With deputy leader Angela Rayner promising a raft of workers’ rights, there is also a series of candidates with strong trade union links, prepared to back her if her “new deal” package becomes a flashpoint with the party’s right, as some reports have claimed. They include a cross-section of party figures, including Midgeley, Lola McEvoy, the GMB union’s health organiser contesting Darlington, and Paul Davies, a former National Union of Mineworkers’ rep who began his career as an electrician in Welsh mines and is now contesting marginal Colne Valley for Labour.

Among the other potential members of the new intake are Josh Tapper, a 26-year-old civil servant and former star of Channel 4’s Gogglebox, who has been selected to challenge deputy Prime Minister Oliver Dowden in Hertsmere and former Blur drummer Dave Rowntree who will switch Wembley for Westminster if he is elected as the MP for Mid Sussex.
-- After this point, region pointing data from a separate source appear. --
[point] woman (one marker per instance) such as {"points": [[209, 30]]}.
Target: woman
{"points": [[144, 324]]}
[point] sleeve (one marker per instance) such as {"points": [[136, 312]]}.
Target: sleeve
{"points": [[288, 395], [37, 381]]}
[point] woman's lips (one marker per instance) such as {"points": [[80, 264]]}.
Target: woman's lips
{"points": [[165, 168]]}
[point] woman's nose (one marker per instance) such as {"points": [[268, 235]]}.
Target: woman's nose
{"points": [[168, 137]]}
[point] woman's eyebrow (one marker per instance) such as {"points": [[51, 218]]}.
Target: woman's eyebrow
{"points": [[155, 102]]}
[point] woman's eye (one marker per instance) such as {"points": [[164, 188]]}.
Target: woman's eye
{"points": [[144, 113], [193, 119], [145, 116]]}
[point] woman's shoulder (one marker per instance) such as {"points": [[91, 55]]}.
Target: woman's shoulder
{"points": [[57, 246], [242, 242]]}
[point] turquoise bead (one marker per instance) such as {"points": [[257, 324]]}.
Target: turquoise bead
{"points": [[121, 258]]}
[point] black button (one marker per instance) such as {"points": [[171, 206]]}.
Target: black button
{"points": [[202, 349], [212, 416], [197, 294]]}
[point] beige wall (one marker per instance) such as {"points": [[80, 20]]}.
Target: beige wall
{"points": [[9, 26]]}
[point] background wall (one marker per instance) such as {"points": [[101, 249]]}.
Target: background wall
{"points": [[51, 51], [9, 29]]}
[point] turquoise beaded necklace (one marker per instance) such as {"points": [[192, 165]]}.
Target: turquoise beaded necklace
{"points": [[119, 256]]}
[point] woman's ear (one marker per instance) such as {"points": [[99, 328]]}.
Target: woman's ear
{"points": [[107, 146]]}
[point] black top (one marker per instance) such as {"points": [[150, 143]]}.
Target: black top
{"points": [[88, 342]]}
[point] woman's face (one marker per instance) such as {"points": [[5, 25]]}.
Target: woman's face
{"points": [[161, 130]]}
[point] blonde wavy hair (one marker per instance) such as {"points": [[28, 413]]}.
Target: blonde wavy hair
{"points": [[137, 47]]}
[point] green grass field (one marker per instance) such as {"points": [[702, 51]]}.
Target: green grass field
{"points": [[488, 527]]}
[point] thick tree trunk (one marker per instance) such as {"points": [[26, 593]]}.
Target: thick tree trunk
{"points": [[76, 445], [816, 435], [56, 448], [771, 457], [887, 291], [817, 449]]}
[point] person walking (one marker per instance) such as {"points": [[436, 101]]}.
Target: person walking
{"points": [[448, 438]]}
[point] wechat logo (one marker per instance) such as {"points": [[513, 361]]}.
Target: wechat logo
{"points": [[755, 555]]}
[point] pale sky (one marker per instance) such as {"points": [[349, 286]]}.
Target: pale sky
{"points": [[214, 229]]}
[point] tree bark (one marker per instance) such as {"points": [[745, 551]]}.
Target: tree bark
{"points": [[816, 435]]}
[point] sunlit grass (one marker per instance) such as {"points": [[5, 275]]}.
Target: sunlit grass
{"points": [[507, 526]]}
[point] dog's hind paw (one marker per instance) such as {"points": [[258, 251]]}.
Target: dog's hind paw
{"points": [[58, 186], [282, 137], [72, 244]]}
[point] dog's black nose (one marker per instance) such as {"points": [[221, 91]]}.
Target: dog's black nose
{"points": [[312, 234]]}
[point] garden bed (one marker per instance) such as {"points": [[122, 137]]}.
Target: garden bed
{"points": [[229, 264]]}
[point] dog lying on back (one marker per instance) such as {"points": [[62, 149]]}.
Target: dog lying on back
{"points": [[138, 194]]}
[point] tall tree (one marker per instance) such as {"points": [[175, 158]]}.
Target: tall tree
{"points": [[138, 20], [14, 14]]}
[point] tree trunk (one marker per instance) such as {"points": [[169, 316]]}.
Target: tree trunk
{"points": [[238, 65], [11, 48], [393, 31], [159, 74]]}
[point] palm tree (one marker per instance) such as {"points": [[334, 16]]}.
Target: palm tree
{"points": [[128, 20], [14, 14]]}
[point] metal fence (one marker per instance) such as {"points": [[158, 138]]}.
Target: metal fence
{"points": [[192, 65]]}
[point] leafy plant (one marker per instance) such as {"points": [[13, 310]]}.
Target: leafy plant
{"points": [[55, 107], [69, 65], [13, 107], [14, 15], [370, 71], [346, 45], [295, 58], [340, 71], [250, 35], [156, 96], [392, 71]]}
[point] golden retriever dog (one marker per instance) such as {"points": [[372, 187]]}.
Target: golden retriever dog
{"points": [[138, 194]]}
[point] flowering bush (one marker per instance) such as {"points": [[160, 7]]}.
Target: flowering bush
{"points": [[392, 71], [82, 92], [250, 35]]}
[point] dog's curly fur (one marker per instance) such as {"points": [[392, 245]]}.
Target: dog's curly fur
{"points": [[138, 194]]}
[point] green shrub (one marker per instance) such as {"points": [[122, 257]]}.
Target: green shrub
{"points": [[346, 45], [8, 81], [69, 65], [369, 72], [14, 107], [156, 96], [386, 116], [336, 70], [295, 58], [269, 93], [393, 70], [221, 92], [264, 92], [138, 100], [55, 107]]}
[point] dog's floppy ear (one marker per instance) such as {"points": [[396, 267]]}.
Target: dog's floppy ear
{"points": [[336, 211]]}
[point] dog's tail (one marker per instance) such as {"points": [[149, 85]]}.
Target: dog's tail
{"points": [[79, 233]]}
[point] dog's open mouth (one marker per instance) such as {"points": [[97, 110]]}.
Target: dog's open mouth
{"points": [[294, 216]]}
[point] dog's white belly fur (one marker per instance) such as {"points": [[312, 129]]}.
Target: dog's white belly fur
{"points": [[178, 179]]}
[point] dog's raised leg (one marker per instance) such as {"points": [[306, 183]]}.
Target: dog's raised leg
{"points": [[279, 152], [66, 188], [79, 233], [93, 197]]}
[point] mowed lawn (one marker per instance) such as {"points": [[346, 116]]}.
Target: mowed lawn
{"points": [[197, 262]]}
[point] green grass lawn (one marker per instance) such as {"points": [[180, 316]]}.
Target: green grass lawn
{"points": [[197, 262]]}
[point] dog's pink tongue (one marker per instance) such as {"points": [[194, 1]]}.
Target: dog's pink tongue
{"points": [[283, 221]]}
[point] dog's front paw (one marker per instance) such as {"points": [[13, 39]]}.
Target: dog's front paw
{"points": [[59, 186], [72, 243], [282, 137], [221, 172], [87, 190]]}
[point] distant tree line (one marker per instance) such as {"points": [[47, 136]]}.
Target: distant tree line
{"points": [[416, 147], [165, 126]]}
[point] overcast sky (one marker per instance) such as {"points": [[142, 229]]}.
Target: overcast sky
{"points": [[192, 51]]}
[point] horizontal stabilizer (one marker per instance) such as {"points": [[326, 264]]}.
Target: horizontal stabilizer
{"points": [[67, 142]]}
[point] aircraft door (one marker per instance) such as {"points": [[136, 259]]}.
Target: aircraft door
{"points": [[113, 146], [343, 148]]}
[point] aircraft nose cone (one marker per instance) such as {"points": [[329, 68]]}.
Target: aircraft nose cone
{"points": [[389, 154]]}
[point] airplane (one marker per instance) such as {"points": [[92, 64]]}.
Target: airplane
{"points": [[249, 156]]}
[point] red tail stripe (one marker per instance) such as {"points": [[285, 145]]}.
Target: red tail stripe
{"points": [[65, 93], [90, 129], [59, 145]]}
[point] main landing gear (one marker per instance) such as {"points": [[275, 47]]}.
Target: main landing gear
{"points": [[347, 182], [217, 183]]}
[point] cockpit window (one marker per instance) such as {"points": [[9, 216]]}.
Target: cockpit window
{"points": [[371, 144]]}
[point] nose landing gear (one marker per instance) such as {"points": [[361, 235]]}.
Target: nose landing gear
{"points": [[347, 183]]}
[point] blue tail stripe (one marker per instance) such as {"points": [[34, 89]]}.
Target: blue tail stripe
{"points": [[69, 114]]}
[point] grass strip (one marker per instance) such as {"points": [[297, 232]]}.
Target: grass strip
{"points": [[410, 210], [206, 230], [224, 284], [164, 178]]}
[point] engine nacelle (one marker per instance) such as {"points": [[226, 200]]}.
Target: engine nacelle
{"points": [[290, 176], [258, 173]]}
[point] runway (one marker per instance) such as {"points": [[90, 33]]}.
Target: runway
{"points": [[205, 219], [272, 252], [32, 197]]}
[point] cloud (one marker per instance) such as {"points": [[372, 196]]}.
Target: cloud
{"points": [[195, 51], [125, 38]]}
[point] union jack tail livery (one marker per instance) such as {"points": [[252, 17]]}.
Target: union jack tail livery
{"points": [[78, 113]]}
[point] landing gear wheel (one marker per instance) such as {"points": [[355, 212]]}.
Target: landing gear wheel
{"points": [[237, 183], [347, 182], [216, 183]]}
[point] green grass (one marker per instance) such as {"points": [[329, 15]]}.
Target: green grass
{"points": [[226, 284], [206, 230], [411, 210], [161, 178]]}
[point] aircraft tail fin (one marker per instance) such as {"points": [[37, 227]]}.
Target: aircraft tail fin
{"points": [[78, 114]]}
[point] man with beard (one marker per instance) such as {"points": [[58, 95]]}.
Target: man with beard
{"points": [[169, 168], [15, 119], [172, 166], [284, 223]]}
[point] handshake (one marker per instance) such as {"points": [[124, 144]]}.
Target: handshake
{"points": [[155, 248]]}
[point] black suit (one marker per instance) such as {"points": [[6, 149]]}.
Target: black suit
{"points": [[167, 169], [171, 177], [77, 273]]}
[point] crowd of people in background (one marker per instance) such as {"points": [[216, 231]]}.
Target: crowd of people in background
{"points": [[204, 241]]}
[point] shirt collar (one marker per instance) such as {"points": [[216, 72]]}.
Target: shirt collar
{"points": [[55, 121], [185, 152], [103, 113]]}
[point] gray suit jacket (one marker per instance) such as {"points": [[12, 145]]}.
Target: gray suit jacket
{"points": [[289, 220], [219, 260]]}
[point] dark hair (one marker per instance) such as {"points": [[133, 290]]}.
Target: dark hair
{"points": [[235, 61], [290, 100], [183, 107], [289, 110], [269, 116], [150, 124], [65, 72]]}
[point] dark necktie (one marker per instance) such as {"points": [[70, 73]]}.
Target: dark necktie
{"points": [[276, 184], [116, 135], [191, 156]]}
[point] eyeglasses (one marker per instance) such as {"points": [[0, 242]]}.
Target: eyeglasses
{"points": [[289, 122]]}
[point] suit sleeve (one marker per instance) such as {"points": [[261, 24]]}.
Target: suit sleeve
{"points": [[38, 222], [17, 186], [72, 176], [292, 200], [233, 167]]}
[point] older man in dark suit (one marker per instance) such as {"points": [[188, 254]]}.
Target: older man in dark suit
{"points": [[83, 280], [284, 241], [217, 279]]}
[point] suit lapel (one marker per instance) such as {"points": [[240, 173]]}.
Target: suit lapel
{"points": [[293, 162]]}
“The standards for candidate selection in the Labour Party have never been higher,” said a party source. “We have worked hard to bring in big political experience as well as people who are working at the top of their professions. From prison officers, shop owners and police officers to scientists, economists and fund managers we have a wealth of real-life experience hopefully coming into the next parliament.

“Candidates have gone through an intense training programme with several sessions a week so they are ready to go out the blocks when the firing gun on an election is called.”